Entretanto, em conversa com Maria e Clotilde, Leontina começou a falar-lhes no regresso a casa e em fazer obras no casarão por forma a transformar os espaços e poder fazer um apartamento para Maria e seu marido (‘se eles quisessem…’) assim como transformar o rés-do-chão numa casa de acolhimento para jovens sem-abrigo e abrir uma sala de aulas para estrangeiros. Maria e Clotilde ficaram mudas de espanto… que grande transformação! Claro que tudo isto só poderia ser concretizado se Maria, como assistente social, pudesse ajudar e Clotilde também… e elas de imediato manifestaram o seu entusiasmo e adesão…

E os planos de Leontina começaram a sair do papel e a tomar forma…pouco tempo depois começavam os trâmites legais para a criação de uma associação e as obras também!

Leontina já não era a mesma pessoa…e mostrava-se decidida a mudar a sua vida e a vida de outros!

Durante esse período, acabado o tempo de internamento, Maria levou Leontina e Clotilde para sua casa.

Entretanto, Leontina voltara a passar no local do atropelamento para ver de novo o sem-abrigo nepalês. Ele ali continuava, sentado no chão, sempre à espera de alguma ajuda. Leontina quis falar com ele e através da janela do carro chamou-o pelo nome: - ‘Sunil!’

Ele reconheceu-a de imediato. Levantou-se, e Leontina, sorrindo, estendeu-lhe a mão através da janela.

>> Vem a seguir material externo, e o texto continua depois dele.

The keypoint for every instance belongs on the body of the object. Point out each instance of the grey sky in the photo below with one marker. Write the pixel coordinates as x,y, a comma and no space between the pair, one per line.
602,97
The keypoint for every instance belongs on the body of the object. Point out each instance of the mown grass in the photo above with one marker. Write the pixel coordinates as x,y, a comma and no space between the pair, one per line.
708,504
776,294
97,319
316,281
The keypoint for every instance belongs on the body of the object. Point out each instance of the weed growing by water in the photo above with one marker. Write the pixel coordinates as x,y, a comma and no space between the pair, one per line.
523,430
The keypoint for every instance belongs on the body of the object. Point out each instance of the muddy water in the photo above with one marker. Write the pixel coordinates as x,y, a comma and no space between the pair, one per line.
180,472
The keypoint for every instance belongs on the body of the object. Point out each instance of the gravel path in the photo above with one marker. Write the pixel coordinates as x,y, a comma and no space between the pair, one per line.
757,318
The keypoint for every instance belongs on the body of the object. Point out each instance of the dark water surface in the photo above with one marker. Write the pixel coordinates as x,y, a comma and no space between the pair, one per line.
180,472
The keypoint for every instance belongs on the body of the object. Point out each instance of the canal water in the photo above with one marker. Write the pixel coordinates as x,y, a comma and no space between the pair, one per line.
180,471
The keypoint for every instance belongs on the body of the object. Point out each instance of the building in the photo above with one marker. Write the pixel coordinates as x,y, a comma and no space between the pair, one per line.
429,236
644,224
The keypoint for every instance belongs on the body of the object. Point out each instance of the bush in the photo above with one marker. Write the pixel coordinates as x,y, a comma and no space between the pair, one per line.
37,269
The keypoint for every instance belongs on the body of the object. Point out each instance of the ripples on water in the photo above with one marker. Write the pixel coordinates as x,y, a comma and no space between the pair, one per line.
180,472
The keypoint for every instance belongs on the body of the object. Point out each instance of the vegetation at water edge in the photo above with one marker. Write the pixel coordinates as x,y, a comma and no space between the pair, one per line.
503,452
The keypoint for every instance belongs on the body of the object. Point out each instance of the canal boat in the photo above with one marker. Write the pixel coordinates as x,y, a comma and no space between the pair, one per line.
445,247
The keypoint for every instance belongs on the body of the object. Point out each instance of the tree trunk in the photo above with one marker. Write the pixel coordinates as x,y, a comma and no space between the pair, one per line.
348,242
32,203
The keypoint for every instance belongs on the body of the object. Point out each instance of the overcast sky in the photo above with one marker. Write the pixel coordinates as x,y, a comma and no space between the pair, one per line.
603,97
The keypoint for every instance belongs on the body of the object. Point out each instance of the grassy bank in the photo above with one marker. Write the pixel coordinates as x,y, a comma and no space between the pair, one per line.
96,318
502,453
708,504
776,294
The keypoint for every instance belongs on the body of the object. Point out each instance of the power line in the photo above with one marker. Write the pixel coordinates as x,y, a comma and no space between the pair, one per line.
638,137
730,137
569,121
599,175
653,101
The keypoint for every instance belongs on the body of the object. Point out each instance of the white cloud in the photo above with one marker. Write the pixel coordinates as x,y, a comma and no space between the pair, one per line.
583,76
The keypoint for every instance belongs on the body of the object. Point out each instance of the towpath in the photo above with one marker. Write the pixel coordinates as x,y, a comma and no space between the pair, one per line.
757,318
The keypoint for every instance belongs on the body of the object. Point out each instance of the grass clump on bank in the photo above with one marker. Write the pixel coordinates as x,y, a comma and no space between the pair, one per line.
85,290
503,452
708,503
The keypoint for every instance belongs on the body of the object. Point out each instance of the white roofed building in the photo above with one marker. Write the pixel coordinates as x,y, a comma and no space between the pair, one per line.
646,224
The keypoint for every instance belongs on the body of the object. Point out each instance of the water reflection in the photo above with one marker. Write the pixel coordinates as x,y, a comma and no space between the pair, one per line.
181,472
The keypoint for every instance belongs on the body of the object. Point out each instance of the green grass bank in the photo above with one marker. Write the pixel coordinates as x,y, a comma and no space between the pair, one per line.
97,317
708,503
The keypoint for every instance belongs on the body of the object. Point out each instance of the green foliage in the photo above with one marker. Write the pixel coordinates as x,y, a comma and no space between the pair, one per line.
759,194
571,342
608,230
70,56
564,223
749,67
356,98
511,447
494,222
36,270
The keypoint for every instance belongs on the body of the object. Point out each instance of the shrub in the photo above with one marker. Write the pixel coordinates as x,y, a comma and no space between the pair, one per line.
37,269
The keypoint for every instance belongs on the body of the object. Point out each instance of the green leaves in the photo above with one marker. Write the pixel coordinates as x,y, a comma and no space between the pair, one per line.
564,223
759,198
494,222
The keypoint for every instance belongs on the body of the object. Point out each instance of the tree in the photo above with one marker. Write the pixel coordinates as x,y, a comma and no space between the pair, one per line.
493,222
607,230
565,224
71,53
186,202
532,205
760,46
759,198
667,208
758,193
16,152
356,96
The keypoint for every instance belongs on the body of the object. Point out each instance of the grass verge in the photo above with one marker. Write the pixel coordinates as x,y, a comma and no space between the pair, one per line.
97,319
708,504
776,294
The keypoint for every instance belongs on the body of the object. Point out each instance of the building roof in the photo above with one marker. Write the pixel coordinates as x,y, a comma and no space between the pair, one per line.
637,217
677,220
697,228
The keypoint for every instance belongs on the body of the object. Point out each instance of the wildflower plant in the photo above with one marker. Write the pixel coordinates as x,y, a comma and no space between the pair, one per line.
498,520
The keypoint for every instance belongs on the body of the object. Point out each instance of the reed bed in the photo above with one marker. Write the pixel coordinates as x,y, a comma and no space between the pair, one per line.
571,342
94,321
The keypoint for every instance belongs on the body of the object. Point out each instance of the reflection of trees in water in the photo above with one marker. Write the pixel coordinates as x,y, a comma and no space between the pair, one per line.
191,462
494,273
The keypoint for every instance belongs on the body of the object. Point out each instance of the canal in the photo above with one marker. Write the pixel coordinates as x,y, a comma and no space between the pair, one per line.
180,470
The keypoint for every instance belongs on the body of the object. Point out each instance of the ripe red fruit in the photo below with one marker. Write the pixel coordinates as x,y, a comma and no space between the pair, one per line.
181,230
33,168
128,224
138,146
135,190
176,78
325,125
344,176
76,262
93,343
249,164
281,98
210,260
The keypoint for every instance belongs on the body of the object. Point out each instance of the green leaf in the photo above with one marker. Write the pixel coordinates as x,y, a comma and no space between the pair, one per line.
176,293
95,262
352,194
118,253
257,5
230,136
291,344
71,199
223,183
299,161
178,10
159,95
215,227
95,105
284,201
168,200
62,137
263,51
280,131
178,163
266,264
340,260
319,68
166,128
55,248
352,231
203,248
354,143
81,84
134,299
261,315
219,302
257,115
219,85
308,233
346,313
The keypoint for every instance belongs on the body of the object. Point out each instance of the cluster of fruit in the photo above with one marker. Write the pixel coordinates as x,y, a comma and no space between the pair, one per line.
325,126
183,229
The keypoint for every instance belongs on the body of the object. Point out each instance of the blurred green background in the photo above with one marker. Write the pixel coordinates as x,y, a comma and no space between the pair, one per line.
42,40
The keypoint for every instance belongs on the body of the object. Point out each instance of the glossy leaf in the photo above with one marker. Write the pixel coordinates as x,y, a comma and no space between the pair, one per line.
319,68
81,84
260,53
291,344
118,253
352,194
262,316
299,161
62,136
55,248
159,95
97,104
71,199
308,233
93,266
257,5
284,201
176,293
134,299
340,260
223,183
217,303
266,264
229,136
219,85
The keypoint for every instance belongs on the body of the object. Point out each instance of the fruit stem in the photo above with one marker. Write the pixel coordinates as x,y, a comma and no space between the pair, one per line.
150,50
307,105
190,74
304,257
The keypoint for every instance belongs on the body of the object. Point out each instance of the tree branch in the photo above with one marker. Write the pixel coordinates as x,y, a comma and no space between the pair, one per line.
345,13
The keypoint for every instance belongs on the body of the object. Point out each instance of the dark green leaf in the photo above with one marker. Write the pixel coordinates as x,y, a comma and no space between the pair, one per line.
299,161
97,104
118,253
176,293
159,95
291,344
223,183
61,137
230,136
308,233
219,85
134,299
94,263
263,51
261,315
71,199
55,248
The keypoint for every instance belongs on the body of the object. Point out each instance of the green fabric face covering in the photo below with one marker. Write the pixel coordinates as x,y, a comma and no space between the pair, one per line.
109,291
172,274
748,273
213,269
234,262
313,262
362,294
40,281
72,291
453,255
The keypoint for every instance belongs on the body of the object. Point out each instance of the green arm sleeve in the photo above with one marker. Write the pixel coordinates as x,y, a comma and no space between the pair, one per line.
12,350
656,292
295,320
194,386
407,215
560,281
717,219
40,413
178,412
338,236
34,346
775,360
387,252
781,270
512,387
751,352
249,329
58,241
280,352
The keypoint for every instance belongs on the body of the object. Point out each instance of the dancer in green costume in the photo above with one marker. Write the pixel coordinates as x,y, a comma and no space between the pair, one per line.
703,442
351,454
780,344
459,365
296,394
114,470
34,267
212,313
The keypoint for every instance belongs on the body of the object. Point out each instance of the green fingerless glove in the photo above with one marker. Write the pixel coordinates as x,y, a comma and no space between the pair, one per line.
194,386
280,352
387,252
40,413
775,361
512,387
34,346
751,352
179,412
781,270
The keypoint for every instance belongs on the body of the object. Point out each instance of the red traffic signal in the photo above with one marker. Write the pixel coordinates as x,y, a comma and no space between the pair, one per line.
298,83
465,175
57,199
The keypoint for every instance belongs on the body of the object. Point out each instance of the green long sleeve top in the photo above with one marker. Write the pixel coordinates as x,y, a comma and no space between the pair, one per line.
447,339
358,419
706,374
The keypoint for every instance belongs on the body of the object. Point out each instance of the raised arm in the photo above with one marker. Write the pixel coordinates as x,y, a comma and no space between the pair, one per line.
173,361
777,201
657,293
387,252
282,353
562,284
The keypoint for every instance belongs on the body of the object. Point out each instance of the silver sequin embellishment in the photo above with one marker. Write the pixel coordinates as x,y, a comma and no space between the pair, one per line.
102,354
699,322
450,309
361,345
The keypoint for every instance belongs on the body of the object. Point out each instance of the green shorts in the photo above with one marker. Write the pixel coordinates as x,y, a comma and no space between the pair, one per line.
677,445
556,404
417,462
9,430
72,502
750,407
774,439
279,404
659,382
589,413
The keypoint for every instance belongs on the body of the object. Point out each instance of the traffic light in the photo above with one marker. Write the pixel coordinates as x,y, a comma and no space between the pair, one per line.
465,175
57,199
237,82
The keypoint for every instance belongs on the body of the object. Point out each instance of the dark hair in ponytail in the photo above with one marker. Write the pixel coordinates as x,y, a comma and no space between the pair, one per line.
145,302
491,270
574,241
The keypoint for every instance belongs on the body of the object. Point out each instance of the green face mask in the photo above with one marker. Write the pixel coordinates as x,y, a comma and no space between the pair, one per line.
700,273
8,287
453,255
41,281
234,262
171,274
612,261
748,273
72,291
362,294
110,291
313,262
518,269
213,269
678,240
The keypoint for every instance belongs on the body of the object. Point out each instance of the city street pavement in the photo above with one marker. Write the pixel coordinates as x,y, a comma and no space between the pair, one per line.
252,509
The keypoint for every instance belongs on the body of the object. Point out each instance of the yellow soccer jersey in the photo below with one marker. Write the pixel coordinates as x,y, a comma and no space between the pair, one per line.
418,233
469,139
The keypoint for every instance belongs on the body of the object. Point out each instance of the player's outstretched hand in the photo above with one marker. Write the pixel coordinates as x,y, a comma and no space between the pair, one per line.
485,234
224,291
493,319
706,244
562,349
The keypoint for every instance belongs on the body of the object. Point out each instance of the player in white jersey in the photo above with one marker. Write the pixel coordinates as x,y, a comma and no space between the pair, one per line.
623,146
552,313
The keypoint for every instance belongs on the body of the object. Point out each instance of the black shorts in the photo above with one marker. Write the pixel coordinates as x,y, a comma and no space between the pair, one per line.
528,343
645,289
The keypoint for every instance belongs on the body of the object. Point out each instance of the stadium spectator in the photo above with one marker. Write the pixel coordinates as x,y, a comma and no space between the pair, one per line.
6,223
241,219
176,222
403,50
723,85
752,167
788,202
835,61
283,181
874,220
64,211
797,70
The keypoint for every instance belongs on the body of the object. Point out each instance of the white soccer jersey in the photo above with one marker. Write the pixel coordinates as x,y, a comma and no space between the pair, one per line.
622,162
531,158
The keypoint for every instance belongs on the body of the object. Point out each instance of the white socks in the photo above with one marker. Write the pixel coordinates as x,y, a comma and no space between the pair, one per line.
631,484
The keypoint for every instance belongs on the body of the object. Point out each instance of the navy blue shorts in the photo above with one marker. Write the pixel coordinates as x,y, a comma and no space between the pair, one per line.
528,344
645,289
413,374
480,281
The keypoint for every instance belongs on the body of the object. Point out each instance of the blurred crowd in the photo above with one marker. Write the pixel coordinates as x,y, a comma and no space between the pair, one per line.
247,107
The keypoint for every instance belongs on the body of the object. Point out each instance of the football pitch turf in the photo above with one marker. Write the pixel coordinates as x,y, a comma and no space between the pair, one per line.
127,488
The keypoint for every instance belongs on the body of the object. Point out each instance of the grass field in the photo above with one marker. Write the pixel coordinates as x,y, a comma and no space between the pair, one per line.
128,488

- ‘Sunil, you saved my life! obrigada!’

Sunil sorriu também. Sim, de facto ele salvara-lhe a vida… e Leontina tinha planos para lhe agradecer o seu gesto. Deixou-lhe algum dinheiro, explicou-lhe que lhe ia arranjar alojamento e trabalho numa nova associação e prometeu voltar em breve.

Ao registar o nome da associação com o nome de ‘Metanoia’, os funcionários, curiosos, quiseram saber que nome era aquele… com um grande sorriso, Leontina explicou-lhes que se tratava de uma palavra grega e significava ‘transformação, mudança, conversão ‘…os funcionários entreolharam-se admirados… mal sabiam eles a história de Leontina!